In a statement the group said that the increase in profit was driven both by organic revenue growth and contributions from acquired businesses. It added that the acquired businesses dilute the gross profit margin owing to higher product and service support costs and they have lower cost leverage because of their smaller size. But that is likely to change over time, the group expects.
“We expect the dilutive impact of their existing gross profit margin to reduce over time as they evolve to our more efficient commercial model and as they integrate with, or convert onto, the CargoWise global platform. The transition of acquired businesses occurs over multiple years,” the group said.

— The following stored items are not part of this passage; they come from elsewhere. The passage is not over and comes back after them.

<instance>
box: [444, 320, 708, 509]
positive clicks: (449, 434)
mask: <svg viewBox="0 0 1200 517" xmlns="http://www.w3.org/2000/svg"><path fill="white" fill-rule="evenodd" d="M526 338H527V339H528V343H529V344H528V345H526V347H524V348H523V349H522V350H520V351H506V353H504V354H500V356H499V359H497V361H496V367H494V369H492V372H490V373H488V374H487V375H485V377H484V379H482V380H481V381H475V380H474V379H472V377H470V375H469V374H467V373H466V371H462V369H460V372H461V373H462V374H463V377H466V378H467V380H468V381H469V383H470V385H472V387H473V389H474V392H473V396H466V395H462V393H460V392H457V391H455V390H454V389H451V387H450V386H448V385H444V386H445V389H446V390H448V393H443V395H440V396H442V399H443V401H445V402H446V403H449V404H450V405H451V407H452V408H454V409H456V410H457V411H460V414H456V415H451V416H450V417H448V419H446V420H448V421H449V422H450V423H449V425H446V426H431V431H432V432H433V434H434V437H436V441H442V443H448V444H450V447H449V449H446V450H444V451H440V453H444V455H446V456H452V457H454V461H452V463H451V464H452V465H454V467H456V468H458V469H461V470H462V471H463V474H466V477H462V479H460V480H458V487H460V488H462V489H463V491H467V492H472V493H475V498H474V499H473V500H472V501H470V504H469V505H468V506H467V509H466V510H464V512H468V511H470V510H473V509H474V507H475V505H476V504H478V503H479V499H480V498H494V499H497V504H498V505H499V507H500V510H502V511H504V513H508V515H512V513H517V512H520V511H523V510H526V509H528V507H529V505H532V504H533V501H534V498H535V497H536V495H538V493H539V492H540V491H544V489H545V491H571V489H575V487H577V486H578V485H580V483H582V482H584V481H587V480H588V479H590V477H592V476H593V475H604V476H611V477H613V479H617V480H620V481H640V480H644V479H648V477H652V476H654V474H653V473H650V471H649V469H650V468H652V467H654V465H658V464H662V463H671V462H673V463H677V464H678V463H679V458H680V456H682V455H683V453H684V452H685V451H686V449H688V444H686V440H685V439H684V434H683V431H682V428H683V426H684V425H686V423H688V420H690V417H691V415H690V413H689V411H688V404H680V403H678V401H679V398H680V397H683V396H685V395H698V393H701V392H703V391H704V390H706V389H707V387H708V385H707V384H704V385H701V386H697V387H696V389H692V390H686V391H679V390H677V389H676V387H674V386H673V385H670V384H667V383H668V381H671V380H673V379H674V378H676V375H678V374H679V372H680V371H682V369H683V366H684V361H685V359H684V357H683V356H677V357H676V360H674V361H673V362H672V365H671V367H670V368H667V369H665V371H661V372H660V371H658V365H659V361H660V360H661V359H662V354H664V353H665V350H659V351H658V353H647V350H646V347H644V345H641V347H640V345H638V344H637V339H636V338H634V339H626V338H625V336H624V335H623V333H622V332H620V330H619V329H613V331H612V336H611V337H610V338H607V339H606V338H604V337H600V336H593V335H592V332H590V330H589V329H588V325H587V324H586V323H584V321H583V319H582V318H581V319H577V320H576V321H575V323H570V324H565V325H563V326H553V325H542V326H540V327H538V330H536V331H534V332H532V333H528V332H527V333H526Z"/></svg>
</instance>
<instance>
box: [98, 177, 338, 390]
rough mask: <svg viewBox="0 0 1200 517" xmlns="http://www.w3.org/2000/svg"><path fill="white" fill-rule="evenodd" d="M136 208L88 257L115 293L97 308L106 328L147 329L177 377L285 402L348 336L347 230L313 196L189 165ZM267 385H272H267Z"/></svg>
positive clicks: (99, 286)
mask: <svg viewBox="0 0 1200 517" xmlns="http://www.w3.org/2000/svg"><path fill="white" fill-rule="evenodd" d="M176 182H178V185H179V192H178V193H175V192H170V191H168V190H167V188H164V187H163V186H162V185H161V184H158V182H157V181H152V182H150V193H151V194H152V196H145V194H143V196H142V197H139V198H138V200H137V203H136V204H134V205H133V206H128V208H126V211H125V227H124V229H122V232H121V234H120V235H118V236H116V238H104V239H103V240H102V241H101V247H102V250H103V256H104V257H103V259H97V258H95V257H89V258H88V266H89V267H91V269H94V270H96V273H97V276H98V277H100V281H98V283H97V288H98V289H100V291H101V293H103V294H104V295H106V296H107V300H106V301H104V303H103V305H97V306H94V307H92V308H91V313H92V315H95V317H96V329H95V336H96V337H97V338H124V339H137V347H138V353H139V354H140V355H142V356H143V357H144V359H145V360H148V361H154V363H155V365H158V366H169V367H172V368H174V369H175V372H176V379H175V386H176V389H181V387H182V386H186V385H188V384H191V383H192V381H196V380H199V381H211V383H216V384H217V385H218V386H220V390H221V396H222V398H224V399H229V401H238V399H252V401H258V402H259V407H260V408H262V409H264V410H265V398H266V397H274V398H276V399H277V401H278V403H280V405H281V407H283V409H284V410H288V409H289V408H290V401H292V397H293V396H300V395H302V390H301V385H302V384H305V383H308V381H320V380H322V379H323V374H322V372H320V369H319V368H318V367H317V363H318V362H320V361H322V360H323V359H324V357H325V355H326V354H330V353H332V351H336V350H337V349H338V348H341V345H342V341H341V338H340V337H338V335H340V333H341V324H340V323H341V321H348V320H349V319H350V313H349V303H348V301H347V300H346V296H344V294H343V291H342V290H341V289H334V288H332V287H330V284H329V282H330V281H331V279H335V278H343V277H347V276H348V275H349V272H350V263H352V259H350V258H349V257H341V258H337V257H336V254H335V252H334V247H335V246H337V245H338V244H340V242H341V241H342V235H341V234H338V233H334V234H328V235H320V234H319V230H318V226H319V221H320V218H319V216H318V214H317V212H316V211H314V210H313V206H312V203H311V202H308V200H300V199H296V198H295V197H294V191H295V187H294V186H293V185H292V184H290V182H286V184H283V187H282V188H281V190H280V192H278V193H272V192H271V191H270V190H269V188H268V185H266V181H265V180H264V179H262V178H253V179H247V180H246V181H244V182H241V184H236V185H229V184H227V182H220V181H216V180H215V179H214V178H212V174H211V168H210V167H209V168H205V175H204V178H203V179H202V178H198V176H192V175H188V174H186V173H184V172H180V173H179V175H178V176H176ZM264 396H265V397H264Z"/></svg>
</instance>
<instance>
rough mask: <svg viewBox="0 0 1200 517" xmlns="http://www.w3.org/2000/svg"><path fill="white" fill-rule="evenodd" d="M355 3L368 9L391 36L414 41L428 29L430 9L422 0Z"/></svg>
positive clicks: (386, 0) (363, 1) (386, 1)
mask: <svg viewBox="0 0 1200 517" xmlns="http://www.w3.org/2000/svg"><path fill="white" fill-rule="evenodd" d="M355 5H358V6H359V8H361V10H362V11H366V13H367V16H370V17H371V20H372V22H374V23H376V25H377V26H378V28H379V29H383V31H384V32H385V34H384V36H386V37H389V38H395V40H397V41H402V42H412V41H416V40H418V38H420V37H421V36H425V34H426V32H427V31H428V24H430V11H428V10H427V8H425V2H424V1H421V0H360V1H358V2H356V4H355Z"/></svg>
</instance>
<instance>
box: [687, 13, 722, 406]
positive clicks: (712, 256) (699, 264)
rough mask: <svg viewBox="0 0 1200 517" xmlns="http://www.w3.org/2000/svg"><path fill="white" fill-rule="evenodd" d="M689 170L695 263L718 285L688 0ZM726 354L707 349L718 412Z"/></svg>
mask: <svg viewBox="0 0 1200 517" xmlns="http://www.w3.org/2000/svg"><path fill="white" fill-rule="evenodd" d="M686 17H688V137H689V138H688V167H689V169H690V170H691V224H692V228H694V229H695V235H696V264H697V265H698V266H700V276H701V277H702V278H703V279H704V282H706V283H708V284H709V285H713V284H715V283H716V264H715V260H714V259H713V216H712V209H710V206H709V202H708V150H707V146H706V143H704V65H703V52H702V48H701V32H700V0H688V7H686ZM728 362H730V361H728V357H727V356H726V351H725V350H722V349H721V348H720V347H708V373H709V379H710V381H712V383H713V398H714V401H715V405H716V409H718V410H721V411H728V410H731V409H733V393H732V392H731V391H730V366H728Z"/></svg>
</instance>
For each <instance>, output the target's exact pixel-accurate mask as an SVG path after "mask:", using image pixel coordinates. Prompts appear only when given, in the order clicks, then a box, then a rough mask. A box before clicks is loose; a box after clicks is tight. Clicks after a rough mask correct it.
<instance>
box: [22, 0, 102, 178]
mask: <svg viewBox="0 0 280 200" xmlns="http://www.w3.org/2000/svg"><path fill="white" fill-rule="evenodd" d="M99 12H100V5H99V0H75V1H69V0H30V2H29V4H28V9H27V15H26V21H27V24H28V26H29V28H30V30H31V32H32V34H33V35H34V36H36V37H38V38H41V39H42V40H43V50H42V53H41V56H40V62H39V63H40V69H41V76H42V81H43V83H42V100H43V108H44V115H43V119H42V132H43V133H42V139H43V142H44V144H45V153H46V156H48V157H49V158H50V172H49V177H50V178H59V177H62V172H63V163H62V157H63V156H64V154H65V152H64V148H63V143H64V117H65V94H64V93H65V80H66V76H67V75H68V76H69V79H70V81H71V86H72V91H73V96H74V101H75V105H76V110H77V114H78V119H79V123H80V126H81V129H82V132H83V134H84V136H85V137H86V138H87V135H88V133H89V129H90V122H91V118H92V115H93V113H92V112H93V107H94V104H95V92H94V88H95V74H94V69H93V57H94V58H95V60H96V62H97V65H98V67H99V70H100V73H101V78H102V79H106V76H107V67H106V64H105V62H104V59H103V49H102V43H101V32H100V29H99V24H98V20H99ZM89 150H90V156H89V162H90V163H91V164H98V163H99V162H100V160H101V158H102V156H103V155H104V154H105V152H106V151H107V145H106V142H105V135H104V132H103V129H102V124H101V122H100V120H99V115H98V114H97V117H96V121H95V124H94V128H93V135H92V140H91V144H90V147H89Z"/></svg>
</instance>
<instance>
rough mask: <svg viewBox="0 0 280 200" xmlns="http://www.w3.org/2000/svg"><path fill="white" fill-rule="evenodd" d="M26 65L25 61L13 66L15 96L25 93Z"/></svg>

Founder and CEO Richard White said that the results are a “reflection of our strategy to accelerate WiseTech’s global growth and industry penetration, driven by geographic expansion, relentless innovation and deepening product capability, all of which saw usage by the world’s largest logistics providers increase.”
He added that the company is expanding out of international logistics and cross-border compliance and is “deepening” its reach across the supply chain.WiseTech is a very acquisitive company having acquired at least 15 freight software companies around the world including ContainerChain, Fenix Data Systems and PierBridge between July last year and May 1 this year. In the last few days WiseTech bought Ohio-based Depot Systems.